"İçtihat Metni"
MAHKEMESİ :Asliye Hukuk Mahkemesi
SAYISI : 2012/172 Esas, 2020/277 Karar
KARAR : Kısmen kabulu
Taraflar arasındaki imar uygulaması sırasında bedele dönüştürülen davacı payına takdir edilen karşılığının arttırılması ile ecrimisilin tahsili davasında verilen karar hakkında yapılan temyiz incelemesi sonucunda, Dairece Mahkeme kararının bozulmasına karar verilmiştir.

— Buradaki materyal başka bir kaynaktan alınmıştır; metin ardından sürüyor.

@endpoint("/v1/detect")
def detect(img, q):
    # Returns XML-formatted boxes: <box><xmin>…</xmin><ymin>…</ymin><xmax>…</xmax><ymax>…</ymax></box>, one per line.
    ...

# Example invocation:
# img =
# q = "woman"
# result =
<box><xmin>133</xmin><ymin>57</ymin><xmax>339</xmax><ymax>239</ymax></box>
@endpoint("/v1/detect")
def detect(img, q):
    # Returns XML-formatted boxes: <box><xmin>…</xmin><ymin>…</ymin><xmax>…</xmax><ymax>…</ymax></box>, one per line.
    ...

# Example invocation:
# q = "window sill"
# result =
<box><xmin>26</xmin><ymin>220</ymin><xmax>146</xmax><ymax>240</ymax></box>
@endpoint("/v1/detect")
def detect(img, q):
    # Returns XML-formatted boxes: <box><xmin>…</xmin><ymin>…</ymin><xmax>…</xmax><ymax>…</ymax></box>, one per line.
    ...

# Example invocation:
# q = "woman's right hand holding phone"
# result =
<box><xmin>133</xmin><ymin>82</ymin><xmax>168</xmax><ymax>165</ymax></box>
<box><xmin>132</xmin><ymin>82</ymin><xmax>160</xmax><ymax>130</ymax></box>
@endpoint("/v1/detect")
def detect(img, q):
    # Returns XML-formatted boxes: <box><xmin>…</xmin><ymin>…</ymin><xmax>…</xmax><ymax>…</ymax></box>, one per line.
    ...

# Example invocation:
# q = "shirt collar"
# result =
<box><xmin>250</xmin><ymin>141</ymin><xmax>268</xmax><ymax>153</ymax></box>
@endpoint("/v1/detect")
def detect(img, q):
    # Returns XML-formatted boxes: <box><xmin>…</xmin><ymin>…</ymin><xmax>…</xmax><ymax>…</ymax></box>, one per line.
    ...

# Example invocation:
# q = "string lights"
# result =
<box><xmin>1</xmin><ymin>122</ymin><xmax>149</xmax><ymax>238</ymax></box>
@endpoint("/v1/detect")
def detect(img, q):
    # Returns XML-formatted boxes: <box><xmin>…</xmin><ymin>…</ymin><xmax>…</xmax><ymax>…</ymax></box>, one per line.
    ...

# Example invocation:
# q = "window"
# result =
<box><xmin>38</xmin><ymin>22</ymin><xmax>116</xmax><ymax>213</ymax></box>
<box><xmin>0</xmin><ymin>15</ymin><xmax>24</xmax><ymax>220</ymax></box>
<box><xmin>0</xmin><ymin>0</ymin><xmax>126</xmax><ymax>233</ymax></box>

Mahkemece bozmaya uyularak yeniden yapılan yargılama sonucunda; davanın ecrimsel talebi yönünden feragat nedeniyle reddine, bedel artırım talebine ilişkin olarak davalı ... yönünden pasif husumetten reddine, davalı ... yönünden kısmen kabulüne karar verilmiştir.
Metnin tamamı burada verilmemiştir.